Europe final countdown

2000’de teknoloji hisseleri ile borsa kri­zini, 2001’de dolarizasyonla mücadele için euro takip etmiştir. Aynı yıl Goldman Sachs ekonomisti Jim O’Neill ilk kez BRIC teri­mini kullanmıştır. İkiz Kuleleri takiben “2. Körfez Savaşı” başlamış ve bölgemizdeki ha­len devam eden sıkıntılar, “2008 Lehman Bi­raderler Krizi” sonrasında “Arap Baharı” ile iyice perçinlenmiştir.

2008 sonrasında baş­ta Fed, merkez bankaları parasal genişle­meye roket hızı vermiş ve sermaye akımları ile neoliberalizmi gazlamıştır. Göç ve başta bütçe açıkları olmak üzere daha kötüye gi­den ekonomiler ile Brexit gerçekleşmiş ve ilk yol ayrımları Trump başkanlık dönemi ile resmileşmiştir. Son olarak pandemi ile yeni dönemin ilk sinyalleri “artık burada­yım” demiştir.

2021’de pandemiden çıkışla artan tedarik zinciri sorunları ve enerji fiyatlarındaki ar­tış küresel enflasyona neden olmuş ve “Rus­ya Ukrayna Savaşı” ile “Soğuk Savaş” Biden 2020 kampanya sitesinde yazdığı gibi yeni­den başlamıştır.

Fransa Nato’dan çıkmayı sürekli dile getirirken, neoliberalizm Arjan­tin’in Çin’e yaklaşmasından hoşlanmayarak Milei ile son şanslarını denemektedir. BRI­CS+ olarak genişlemeye devam ederken gü­neş Batı’da batmakta, Doğu’da yükselmekte.

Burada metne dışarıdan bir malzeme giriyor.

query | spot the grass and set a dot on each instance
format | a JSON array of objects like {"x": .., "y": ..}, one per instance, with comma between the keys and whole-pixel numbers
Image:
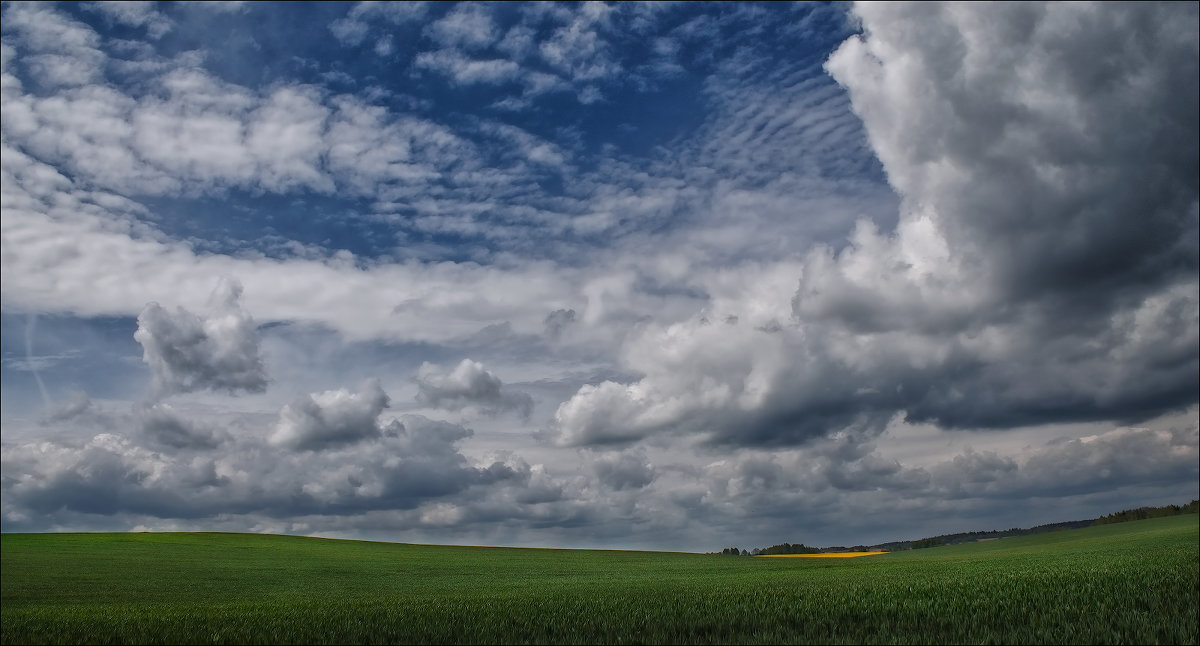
[{"x": 1117, "y": 584}]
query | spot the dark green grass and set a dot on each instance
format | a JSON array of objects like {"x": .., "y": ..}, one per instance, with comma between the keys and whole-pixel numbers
[{"x": 1128, "y": 582}]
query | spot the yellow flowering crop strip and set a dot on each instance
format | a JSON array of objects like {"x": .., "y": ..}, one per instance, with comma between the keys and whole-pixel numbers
[{"x": 827, "y": 555}]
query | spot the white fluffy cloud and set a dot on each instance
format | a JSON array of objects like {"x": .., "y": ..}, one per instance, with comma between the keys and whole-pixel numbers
[
  {"x": 331, "y": 418},
  {"x": 1037, "y": 234},
  {"x": 187, "y": 352},
  {"x": 468, "y": 386}
]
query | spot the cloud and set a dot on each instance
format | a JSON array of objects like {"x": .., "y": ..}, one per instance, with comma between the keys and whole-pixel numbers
[
  {"x": 330, "y": 418},
  {"x": 468, "y": 25},
  {"x": 468, "y": 386},
  {"x": 467, "y": 71},
  {"x": 133, "y": 13},
  {"x": 187, "y": 353},
  {"x": 63, "y": 52},
  {"x": 624, "y": 471},
  {"x": 557, "y": 323},
  {"x": 1007, "y": 294},
  {"x": 358, "y": 23},
  {"x": 166, "y": 428}
]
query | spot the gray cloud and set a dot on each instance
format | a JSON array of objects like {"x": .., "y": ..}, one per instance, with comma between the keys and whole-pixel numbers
[
  {"x": 331, "y": 418},
  {"x": 557, "y": 323},
  {"x": 469, "y": 384},
  {"x": 1007, "y": 295},
  {"x": 166, "y": 428},
  {"x": 187, "y": 353},
  {"x": 624, "y": 470}
]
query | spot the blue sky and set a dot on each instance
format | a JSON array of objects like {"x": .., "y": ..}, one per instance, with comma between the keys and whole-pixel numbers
[{"x": 633, "y": 275}]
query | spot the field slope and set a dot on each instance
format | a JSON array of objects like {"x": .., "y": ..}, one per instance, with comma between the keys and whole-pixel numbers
[{"x": 1128, "y": 582}]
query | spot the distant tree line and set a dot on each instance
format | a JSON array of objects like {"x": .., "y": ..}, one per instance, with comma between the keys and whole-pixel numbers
[
  {"x": 786, "y": 548},
  {"x": 1141, "y": 513},
  {"x": 1144, "y": 513}
]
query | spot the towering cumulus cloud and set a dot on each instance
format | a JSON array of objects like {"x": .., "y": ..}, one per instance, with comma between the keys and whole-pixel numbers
[
  {"x": 187, "y": 353},
  {"x": 1043, "y": 267}
]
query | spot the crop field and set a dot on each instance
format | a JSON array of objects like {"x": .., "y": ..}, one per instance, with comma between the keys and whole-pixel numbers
[{"x": 1127, "y": 582}]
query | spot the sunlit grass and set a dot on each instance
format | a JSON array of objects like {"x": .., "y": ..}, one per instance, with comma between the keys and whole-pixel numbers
[{"x": 1135, "y": 582}]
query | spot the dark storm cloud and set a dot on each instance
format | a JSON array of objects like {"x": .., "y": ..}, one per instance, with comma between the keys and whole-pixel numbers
[
  {"x": 412, "y": 462},
  {"x": 187, "y": 353},
  {"x": 624, "y": 471}
]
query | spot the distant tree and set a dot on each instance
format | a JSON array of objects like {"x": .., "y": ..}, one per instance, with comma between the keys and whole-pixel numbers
[{"x": 928, "y": 543}]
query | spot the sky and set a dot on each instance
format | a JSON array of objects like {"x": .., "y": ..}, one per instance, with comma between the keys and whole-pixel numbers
[{"x": 667, "y": 276}]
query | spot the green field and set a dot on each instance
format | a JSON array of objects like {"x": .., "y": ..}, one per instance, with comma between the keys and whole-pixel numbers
[{"x": 1128, "y": 582}]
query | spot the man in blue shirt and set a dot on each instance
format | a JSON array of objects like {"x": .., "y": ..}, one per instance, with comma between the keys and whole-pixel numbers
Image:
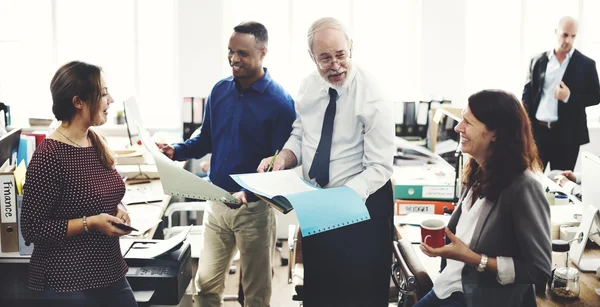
[{"x": 248, "y": 116}]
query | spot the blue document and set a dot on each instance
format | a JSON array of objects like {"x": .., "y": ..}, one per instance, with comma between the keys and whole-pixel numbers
[{"x": 317, "y": 209}]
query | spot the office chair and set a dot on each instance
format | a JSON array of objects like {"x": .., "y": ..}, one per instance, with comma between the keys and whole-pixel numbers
[{"x": 408, "y": 274}]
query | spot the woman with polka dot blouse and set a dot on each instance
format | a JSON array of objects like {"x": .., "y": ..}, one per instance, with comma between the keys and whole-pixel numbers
[{"x": 71, "y": 199}]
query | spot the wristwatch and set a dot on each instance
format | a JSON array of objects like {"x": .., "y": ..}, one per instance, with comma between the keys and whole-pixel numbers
[{"x": 482, "y": 264}]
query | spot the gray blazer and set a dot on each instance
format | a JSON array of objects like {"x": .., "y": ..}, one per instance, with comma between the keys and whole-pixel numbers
[{"x": 517, "y": 225}]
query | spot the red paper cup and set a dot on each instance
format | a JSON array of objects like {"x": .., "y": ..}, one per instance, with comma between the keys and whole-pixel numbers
[{"x": 433, "y": 233}]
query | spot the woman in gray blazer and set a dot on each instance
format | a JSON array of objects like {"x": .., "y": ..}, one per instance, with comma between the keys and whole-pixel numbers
[{"x": 498, "y": 239}]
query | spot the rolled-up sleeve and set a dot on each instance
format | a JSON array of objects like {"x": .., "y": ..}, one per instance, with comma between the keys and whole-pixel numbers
[
  {"x": 294, "y": 142},
  {"x": 506, "y": 270},
  {"x": 41, "y": 195}
]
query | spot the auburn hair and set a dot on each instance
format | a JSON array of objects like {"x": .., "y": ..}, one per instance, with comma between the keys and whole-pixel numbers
[{"x": 511, "y": 153}]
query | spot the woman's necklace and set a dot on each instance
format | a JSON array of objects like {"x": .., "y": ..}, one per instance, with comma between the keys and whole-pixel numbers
[{"x": 57, "y": 129}]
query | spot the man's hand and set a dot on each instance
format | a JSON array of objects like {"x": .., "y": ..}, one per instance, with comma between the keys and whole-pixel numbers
[
  {"x": 562, "y": 92},
  {"x": 284, "y": 159},
  {"x": 570, "y": 175},
  {"x": 205, "y": 166},
  {"x": 565, "y": 177},
  {"x": 166, "y": 149},
  {"x": 241, "y": 197},
  {"x": 456, "y": 250}
]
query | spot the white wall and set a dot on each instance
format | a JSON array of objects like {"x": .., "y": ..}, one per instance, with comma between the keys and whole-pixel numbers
[
  {"x": 202, "y": 48},
  {"x": 443, "y": 50}
]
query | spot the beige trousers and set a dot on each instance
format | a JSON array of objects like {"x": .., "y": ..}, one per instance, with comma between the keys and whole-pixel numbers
[{"x": 252, "y": 230}]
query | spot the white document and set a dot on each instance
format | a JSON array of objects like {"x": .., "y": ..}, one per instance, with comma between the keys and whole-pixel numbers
[
  {"x": 143, "y": 217},
  {"x": 178, "y": 181},
  {"x": 272, "y": 184}
]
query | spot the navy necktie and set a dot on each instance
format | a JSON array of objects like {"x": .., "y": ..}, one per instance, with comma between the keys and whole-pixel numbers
[{"x": 320, "y": 167}]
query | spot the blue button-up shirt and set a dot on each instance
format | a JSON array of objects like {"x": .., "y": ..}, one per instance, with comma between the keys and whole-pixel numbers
[{"x": 240, "y": 128}]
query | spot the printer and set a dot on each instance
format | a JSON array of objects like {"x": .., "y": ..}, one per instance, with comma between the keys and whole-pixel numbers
[{"x": 160, "y": 280}]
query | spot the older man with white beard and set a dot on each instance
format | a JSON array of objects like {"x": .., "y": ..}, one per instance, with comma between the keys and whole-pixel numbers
[{"x": 343, "y": 135}]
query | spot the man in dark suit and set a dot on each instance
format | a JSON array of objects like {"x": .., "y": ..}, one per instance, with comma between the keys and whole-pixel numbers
[{"x": 560, "y": 85}]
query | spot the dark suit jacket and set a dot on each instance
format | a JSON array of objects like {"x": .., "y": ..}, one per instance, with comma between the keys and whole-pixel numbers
[
  {"x": 517, "y": 225},
  {"x": 581, "y": 77}
]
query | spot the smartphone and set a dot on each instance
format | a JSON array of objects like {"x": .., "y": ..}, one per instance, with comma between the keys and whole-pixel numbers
[{"x": 125, "y": 227}]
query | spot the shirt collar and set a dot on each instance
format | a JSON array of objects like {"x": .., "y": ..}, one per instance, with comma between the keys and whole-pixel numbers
[
  {"x": 261, "y": 84},
  {"x": 569, "y": 55}
]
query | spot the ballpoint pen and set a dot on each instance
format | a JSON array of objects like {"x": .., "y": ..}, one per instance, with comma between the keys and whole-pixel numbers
[{"x": 272, "y": 161}]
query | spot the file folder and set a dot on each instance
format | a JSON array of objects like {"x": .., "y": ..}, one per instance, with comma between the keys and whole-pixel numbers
[{"x": 9, "y": 233}]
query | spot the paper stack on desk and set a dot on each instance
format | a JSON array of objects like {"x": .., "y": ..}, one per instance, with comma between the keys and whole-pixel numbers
[
  {"x": 174, "y": 179},
  {"x": 318, "y": 210},
  {"x": 143, "y": 217}
]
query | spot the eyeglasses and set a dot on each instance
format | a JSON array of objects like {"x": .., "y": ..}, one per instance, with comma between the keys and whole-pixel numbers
[{"x": 327, "y": 62}]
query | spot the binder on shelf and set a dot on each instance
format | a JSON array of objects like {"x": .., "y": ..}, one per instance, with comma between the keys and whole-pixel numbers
[
  {"x": 406, "y": 206},
  {"x": 9, "y": 233},
  {"x": 410, "y": 120},
  {"x": 318, "y": 210},
  {"x": 399, "y": 117},
  {"x": 424, "y": 192},
  {"x": 24, "y": 248}
]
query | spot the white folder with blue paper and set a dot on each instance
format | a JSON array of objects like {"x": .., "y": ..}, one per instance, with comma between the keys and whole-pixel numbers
[{"x": 317, "y": 209}]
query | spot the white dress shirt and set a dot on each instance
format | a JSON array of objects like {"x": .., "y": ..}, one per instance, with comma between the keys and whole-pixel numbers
[
  {"x": 548, "y": 108},
  {"x": 450, "y": 280},
  {"x": 362, "y": 147}
]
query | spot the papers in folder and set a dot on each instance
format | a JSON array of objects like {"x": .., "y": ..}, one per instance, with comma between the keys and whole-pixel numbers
[
  {"x": 318, "y": 210},
  {"x": 174, "y": 179}
]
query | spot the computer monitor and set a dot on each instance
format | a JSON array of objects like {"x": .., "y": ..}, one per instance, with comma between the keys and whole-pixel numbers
[
  {"x": 446, "y": 139},
  {"x": 133, "y": 119}
]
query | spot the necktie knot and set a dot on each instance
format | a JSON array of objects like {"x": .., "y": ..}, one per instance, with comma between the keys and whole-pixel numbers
[{"x": 332, "y": 93}]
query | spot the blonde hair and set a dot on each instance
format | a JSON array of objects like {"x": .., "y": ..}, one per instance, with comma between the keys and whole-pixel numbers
[
  {"x": 324, "y": 23},
  {"x": 83, "y": 80}
]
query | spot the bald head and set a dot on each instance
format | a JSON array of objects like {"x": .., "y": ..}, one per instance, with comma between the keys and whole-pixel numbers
[{"x": 565, "y": 35}]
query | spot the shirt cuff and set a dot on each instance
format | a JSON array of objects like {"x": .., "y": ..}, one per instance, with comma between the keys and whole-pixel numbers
[
  {"x": 250, "y": 197},
  {"x": 177, "y": 155},
  {"x": 506, "y": 270},
  {"x": 569, "y": 186}
]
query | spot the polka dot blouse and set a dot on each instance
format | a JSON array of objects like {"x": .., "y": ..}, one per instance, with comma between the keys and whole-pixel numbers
[{"x": 66, "y": 182}]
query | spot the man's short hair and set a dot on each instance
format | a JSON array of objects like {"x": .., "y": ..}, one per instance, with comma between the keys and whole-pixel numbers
[
  {"x": 254, "y": 28},
  {"x": 325, "y": 23}
]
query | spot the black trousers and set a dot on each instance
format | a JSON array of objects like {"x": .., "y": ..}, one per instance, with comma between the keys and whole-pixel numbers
[
  {"x": 350, "y": 266},
  {"x": 561, "y": 155}
]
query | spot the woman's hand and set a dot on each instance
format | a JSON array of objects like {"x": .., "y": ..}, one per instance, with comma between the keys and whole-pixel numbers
[
  {"x": 123, "y": 216},
  {"x": 456, "y": 250},
  {"x": 104, "y": 223}
]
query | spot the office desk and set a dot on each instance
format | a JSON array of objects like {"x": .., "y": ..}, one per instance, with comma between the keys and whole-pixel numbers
[
  {"x": 588, "y": 282},
  {"x": 156, "y": 187}
]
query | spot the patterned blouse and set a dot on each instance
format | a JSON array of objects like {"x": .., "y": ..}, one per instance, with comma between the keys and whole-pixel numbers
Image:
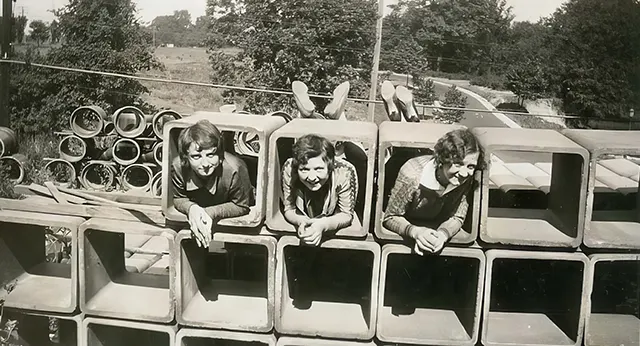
[{"x": 341, "y": 196}]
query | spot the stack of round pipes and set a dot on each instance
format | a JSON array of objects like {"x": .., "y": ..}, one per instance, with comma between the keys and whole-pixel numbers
[{"x": 134, "y": 160}]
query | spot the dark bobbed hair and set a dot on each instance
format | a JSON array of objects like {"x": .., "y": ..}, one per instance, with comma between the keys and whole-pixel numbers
[
  {"x": 205, "y": 135},
  {"x": 455, "y": 145}
]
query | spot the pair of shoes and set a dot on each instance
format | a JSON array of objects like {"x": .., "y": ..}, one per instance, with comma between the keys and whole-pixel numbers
[
  {"x": 307, "y": 109},
  {"x": 398, "y": 102}
]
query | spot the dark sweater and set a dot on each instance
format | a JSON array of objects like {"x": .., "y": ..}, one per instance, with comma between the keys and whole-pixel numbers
[
  {"x": 225, "y": 194},
  {"x": 412, "y": 204}
]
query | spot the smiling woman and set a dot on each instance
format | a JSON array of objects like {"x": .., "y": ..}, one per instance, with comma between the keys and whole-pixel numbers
[{"x": 428, "y": 202}]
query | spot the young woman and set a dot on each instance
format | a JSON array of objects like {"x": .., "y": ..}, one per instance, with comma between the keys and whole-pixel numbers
[
  {"x": 318, "y": 191},
  {"x": 428, "y": 202},
  {"x": 209, "y": 184}
]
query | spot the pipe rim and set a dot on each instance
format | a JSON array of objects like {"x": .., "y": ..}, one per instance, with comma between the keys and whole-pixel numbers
[
  {"x": 69, "y": 157},
  {"x": 99, "y": 187},
  {"x": 142, "y": 127},
  {"x": 123, "y": 161},
  {"x": 160, "y": 115},
  {"x": 127, "y": 170},
  {"x": 73, "y": 174},
  {"x": 81, "y": 132}
]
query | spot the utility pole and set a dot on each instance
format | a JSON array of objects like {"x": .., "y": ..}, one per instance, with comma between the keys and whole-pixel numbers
[
  {"x": 376, "y": 61},
  {"x": 5, "y": 52}
]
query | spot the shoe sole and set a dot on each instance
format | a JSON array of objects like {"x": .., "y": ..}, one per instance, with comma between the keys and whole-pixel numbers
[
  {"x": 336, "y": 106},
  {"x": 387, "y": 92},
  {"x": 301, "y": 95}
]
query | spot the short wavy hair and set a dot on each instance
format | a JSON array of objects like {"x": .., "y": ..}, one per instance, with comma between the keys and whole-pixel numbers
[
  {"x": 205, "y": 135},
  {"x": 455, "y": 145}
]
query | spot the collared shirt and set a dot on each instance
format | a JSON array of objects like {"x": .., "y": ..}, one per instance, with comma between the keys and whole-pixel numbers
[
  {"x": 340, "y": 196},
  {"x": 229, "y": 183},
  {"x": 417, "y": 198}
]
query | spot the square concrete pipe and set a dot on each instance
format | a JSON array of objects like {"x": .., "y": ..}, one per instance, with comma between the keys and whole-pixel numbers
[
  {"x": 228, "y": 124},
  {"x": 108, "y": 332},
  {"x": 199, "y": 337},
  {"x": 561, "y": 223},
  {"x": 34, "y": 282},
  {"x": 111, "y": 286},
  {"x": 613, "y": 313},
  {"x": 430, "y": 300},
  {"x": 408, "y": 140},
  {"x": 291, "y": 341},
  {"x": 607, "y": 227},
  {"x": 230, "y": 286},
  {"x": 360, "y": 142},
  {"x": 534, "y": 298},
  {"x": 327, "y": 291},
  {"x": 41, "y": 329}
]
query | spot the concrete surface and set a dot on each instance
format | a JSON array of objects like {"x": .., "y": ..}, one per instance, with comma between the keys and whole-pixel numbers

Güneş batmayan krallıkta fırtınalar koparsa kopsun şarkısı çalmaktadır.

Parasal sıkılaş­ma süreci ile dolarizasyon yaşayan ekonomi­ler zora girerken, “Hamas-İsrail Savaşı” ile bölgeye yayılan tansiyon 1970’ler sonrasının tekrarını iyice resmileştirmiştir. 2023’te LI­BOR’un ortadan kalkması ile “Serbest Dal­galı Faiz Rejimi” başta ABD tahvillerinde ve merkez bankalarının politika faizlerinde kendini göstermiştir. Bizde maalesef “Yüzyı­lın Depremi” gerçekleşmiştir.

Kurtalan ekspres dönence

Tüm bu gelişmelerden ekonomide payı­mıza düşeni aldığımız bir dönem olmuştur. Dünyada ticari uzay çalışmalarına hız veri­lirken, son Avrupa seçimleri ile siber çöküş­ler ve savaşlar pandemi dönemindeki kendi­ne yeterli ülke olma deneyimini tekrar ha­tırlatmıştır. Trump’ın kampanya sitesindeki korumacılık daha kapalı ekonomilerin (mu­hafazakârlık) öne çıkacağına işaret ediyor.

Bu aralar konser, grup, şarkılara iyi bak­mak lazım. Dünya Coldplay dinlemede, şu anda soğuk oynanıyor yani. Her ekonomik kuşağın bir sanatsal karşılığı var. Mesela “Fü­türist Manifesto” “3. Sanayi Devrimi’nin” otomasyonu ile sürekli ileriye hareket eden üretimleri dikkate alarak Le Figaro’da yayın­lanmıştır, dönemin tablolarında hep ileri­ye hareket eden varlıklarla betimlenir.

2020 sonrası yaşadıklarımızdan hareketle, 1970- 1986 arasına hızlandırılmış versiyon çok benzeyen, bu tekerrür eden tarihin yarısını alıp 2020’ye eklersek 2028’e kadar dünya ye­ni bir evreye girecek. Bu sefer küreselleşme değil daha farklı, solo takılan veya blokların oluştuğu bir ekonomik evre olacak gibi görü­nüyor. Ama net olan tek şey, değişim başla­dı. Dünya batmıyor ama dönüşüyor. O zaman soru şu: “Arkadaşlar hazır mısınız?